Of course, Monroe never took the lead part, with Hepburn fatefully taking the role, much to the dislike of Capote, who stated in the biography Audrey Hepburn: “Paramount double-crossed me in every way and cast Audrey”.
Tragically, Monroe would commit suicide just one year after the release of Breakfast at Tiffany’s, metaphorically sparking the end of Hollywood’s fantastical period of glory, with Hepburn taking over as the new leading lady of the industry.
The image of Hepburn, complete with a cigarette holder and Manhattan sunglasses became one of Hollywood’s earliest pieces of commercial iconography, with her character also sparking new respect for female leads in the industry. Stating that her role was “the jazziest of my career” whilst also admitting: “I’m an introvert.
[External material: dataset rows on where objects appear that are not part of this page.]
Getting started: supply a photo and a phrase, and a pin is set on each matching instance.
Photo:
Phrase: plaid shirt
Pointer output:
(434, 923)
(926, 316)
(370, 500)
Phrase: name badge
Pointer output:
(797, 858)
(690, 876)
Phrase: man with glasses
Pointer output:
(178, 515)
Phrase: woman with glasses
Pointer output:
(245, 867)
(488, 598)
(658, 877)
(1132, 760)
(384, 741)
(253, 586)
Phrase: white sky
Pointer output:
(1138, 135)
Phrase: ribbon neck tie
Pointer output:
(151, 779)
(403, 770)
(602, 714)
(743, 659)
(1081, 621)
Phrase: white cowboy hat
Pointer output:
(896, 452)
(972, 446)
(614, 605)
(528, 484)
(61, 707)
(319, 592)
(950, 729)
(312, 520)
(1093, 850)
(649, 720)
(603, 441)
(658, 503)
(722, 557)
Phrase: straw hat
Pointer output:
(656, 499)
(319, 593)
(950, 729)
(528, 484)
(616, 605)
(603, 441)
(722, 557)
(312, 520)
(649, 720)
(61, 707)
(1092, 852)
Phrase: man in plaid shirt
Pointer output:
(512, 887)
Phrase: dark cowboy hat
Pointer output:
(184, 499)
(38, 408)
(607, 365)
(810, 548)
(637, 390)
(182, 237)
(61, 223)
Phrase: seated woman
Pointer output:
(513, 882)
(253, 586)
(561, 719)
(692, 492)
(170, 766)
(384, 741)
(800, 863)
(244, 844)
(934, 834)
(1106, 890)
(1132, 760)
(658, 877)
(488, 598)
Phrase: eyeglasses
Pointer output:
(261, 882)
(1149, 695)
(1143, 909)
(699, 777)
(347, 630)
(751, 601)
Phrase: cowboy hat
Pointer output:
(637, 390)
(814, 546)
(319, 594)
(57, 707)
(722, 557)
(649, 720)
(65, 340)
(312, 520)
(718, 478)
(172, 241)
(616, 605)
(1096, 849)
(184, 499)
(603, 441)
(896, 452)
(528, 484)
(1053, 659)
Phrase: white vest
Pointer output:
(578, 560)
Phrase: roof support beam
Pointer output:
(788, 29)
Playing the extroverted girl was the hardest thing I ever did” in an interview with The New York Times, Hepburn embodied the spritely lead character Holly Golightly and was awarded an Oscar nomination for her efforts.
Whilst Breakfast at Tiffany’s certainly remains a cornerstone of early Hollywood success, signalling the start of a brand new era for the industry, there’s no doubt that it still possesses many of the issues that long-spiked early American cinema. Rife with misogyny and a particularly offensive portrayal of an elderly Japanese landlord, Mr. Yunioshi, played by Mickey Rooney.
Mentioning his regret at casting Rooney for the role, producer Richard Shepherd cited that it was the choice of director Blake Edwards to keep the actor. In the behind-the-scenes ‘making of’ the film for its 45th anniversary, Shepard repeatedly apologises for the casting, noting, “If we could just change Mickey Rooney, I’d be thrilled with the movie”. Meanwhile, director Blake Edwards stated: “Looking back, I wish I had never done it … and I would give anything to be able to recast it, but it’s there, and onward and upward”.
Like many films of the early Hollywood era, Breakfast at Tiffany’s indeed suffers from its outdated attitudes and approaches to gender profiling and ethnic groups, though this is an unfortunate truth of a bygone time. Look past such archaic views and Blake Edwards’ film remains a compelling classic, led by an iconic, timeless performance from the late Audrey Hepburn.